Yep, that’s it. Nothing earth-shattering happened; I didn’t suddenly get tired; I didn’t suddenly run out of ideas; I just ran out of time. And since I realized that, a couple of months ago, it became increasingly urgent to me to parse out exactly what it means to run out of time. In my case, it looked like this:
First, I stopped being able to dedicate as much time to the project as I wanted to. I couldn’t promote my writers; I couldn’t fulfill the remit of every single issue (which also served as my monthly newsletter, announcing where I’d published and where I might be teaching).
Second, I stopped having enough energy to pay attention to the artwork. I used to make a watercolor for every issue, either for my own essay or for the guest writer’s essay, and that somehow made each issue feel less special.
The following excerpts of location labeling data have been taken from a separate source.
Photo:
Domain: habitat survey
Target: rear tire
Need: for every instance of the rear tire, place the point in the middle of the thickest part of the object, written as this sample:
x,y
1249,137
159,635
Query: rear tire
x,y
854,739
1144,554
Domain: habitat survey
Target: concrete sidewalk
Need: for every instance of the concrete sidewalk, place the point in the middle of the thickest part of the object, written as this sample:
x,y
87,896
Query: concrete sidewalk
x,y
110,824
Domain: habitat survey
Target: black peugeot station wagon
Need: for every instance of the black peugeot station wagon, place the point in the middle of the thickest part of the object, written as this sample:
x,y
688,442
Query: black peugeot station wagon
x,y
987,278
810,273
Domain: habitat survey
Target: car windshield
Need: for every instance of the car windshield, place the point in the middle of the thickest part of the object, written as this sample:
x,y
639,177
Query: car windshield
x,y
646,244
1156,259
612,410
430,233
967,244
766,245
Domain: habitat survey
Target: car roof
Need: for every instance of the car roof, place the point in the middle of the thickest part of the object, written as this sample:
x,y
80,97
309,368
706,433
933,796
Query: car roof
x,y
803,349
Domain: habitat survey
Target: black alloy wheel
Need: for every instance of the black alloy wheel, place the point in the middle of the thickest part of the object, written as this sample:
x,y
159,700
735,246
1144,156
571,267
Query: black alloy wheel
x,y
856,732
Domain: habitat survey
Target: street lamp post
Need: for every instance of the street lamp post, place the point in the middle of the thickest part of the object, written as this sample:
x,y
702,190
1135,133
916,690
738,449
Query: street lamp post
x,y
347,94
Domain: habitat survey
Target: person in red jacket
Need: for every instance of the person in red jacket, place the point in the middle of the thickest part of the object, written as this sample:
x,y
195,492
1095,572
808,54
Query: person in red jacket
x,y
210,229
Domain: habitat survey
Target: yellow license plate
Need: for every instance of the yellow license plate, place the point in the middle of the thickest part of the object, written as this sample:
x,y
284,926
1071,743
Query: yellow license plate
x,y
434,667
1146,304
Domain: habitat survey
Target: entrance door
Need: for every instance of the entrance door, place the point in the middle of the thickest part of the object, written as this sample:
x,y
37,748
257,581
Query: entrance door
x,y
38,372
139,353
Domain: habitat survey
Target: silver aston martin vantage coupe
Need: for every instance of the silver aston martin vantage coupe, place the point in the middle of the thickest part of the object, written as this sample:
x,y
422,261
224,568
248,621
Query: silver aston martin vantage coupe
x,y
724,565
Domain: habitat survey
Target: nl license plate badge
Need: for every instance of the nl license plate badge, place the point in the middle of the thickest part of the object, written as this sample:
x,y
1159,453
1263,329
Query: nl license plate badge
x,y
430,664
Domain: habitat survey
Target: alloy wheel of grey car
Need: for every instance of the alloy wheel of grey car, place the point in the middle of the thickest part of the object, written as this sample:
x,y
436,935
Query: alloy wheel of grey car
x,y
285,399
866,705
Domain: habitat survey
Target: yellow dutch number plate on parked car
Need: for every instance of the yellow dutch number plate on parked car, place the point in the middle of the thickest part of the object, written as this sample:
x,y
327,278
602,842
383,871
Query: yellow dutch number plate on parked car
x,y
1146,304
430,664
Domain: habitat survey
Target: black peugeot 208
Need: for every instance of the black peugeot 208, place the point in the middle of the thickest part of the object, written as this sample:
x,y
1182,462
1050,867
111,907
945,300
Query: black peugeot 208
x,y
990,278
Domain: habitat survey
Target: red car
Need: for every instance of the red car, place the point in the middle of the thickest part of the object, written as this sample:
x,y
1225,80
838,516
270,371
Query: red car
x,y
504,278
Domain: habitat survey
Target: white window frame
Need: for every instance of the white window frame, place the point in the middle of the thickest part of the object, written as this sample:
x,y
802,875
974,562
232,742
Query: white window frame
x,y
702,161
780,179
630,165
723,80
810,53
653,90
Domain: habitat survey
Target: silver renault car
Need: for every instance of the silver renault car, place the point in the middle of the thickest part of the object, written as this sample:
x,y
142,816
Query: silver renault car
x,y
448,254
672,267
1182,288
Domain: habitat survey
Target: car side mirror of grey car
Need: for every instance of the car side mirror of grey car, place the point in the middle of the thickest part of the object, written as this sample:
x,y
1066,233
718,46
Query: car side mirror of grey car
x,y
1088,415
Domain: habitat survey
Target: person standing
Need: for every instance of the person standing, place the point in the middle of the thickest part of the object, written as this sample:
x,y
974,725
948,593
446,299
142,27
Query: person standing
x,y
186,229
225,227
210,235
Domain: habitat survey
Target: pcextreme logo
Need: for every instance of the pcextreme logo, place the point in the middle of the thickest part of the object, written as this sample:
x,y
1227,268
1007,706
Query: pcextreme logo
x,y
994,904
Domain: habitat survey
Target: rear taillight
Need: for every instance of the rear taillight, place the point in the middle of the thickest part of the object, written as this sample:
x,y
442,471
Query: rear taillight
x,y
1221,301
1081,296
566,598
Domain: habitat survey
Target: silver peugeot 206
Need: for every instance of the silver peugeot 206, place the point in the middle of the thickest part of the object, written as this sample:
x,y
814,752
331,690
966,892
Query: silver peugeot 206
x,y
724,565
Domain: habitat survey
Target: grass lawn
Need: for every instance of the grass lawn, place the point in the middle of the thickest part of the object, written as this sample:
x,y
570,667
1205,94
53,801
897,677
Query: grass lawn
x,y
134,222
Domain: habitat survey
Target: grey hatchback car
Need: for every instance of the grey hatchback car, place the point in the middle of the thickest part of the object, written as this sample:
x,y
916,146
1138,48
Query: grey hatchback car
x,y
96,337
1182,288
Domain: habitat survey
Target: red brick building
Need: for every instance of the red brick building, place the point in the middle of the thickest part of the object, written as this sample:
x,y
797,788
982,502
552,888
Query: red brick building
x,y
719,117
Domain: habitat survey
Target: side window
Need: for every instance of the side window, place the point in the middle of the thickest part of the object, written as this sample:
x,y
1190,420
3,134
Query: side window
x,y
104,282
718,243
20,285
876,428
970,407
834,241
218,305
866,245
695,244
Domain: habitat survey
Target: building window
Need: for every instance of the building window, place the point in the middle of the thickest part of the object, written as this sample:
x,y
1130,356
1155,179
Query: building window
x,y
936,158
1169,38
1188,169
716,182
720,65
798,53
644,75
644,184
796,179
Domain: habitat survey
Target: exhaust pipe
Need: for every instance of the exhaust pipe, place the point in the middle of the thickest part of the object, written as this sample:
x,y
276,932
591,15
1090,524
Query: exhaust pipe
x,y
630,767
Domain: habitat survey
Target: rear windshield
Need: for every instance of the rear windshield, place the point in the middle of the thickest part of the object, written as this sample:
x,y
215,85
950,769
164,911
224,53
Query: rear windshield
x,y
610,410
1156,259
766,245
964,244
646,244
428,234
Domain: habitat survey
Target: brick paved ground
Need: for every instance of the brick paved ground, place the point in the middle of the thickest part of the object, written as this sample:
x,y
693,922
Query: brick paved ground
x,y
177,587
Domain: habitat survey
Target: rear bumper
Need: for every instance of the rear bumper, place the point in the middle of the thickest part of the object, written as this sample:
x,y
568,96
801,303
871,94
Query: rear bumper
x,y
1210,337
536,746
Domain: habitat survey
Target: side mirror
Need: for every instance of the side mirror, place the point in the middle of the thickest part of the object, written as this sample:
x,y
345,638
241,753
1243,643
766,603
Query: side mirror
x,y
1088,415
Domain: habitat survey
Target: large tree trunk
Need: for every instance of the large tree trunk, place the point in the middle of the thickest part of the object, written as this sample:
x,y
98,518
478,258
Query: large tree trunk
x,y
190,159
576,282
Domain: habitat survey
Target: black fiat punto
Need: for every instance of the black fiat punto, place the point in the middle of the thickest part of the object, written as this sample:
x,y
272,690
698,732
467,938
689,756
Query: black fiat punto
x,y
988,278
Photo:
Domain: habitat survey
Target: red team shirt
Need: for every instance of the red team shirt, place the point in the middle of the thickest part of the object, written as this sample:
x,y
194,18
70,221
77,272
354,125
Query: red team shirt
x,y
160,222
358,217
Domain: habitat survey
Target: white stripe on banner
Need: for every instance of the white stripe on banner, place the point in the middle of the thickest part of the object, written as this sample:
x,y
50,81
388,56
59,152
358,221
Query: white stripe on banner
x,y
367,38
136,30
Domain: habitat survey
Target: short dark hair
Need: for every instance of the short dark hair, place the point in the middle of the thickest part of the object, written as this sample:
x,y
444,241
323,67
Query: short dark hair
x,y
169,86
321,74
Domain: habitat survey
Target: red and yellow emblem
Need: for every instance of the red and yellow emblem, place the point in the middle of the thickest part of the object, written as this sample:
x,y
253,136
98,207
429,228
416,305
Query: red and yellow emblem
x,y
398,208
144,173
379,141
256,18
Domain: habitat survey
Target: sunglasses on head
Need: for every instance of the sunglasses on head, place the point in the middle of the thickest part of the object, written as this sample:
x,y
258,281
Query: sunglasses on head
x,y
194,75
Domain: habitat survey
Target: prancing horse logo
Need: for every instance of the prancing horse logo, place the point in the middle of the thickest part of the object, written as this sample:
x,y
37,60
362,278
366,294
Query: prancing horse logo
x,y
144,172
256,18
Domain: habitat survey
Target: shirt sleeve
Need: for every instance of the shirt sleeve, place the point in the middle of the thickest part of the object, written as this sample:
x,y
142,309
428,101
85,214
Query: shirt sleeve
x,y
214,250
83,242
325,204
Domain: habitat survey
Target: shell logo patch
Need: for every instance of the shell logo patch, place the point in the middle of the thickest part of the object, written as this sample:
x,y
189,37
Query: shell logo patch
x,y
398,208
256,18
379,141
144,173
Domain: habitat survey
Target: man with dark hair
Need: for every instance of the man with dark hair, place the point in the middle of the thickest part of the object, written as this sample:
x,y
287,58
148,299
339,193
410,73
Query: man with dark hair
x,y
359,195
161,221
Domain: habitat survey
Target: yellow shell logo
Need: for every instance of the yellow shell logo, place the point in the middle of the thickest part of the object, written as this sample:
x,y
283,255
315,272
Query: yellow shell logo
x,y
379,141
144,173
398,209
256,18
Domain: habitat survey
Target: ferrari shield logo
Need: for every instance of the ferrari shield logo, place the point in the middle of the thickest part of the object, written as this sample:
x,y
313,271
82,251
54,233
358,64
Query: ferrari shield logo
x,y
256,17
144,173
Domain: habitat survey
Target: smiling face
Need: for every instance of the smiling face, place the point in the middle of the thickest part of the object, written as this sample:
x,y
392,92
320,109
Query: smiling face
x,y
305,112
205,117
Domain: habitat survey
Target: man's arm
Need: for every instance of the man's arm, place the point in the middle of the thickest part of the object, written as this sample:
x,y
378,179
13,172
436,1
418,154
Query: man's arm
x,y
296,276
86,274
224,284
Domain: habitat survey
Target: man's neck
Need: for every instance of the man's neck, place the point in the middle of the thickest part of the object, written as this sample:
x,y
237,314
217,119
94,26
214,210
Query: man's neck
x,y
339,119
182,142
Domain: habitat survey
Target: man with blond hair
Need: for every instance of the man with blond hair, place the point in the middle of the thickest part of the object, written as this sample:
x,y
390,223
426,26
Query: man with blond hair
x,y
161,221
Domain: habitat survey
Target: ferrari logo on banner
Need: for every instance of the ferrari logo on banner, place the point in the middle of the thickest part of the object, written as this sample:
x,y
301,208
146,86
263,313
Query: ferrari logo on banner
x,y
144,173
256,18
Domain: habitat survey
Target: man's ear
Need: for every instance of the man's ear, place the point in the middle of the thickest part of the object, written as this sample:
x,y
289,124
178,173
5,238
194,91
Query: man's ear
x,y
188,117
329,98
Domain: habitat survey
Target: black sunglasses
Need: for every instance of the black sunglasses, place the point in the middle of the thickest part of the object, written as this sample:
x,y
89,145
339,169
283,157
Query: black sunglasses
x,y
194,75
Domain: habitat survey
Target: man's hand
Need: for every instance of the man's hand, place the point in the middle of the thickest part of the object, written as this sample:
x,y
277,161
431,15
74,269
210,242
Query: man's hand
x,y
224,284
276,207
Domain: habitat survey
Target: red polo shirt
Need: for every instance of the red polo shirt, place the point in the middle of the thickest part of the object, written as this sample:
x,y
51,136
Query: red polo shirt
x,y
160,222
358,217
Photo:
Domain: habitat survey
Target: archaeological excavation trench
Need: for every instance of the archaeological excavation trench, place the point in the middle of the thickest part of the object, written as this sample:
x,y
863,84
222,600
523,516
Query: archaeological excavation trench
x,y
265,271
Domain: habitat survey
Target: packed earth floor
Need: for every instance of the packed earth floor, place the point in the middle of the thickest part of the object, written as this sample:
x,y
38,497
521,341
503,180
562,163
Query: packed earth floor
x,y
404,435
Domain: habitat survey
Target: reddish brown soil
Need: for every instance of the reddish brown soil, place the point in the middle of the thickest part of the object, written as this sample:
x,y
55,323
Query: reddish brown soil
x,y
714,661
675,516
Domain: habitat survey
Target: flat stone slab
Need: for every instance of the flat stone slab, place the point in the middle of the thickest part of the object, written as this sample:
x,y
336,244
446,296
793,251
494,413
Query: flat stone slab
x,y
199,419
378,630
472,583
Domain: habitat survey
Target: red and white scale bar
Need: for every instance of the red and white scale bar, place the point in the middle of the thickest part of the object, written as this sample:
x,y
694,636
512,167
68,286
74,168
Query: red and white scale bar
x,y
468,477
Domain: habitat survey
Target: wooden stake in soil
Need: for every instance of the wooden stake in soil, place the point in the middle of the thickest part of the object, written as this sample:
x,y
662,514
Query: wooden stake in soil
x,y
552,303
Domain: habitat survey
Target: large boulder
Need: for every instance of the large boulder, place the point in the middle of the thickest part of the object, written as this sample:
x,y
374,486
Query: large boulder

Third, I stopped being enthusiastic about the ideas I did have. I’m still interested in exploring what certain American foods mean to me–mac and cheese; Cheez Its; takeout Chinese–but when I thought about the deep thinking it would take to produce a quality essay that would mean something to both me and my readers and provide a good-enough counterpoint to my guest writers’ work, well, something wasn’t quite clicking.
So I made the decision to pull the plug. But even after I’d written the final e-mail that would go out, I still balked. Did I really want this to go away? Reading people’s submissions; working with them on essays to make them the best they could be; writing something that would appear in tandem for every single issue; presenting new perspectives to folks who might have never otherwise been introduced to them…I really didn’t want to go.
But it really was time. The idea that I couldn’t give the work as much attention as I wanted to was obvious.
I’m glad I’ve been able to really examine what I mean when I say “I don’t have time.” This experience of noodling over that will stay with me far into the future. It does feel a little like quitting. It feels more like the right thing to do.